Stellar is one of the top ten cryptocurrencies in terms of market capitalization. It adopts a variant of Byzantine fault tolerance (BFT), named federated Byzantine agreement (FBA), which generalizes the traditional BFT algorithm to make it more suitable for open-membership blockchains. To this end, FBA introduces a quorum slice concept, which consists of a set of nodes. In FBA, a node can complete one consensus round when it receives specific messages from nodes in a quorum slice appointed by the node.
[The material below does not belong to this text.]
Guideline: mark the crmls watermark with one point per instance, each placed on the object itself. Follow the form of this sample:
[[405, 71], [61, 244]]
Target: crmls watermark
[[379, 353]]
In this study, we analyze FBA, whose security is highly dependent on the structure of quorum slices, and demonstrate that it is not superior to the traditional BFT algorithm in terms of safety and liveness. Then, to analyze the security of the Stellar consensus protocol (SCP), which is a construction for FBA, we investigate the current quorum slices in Stellar. We analyze the structure of quorum slices and measure the influence of each node quantitatively using two metrics, PageRank (PR) and the newly proposed NodeRank (NR). The results show that the Stellar system is significantly centralized. Thereafter, to determine how the centralized structure can have a negative impact on the Stellar system, we study the cascading failure caused by deleting only a few nodes (i.e., validators) in Stellar. We show that all of the nodes in Stellar cannot run SCP if only two nodes fail. To make matters worse, these two nodes are run and controlled by a single organization, the Stellar foundation.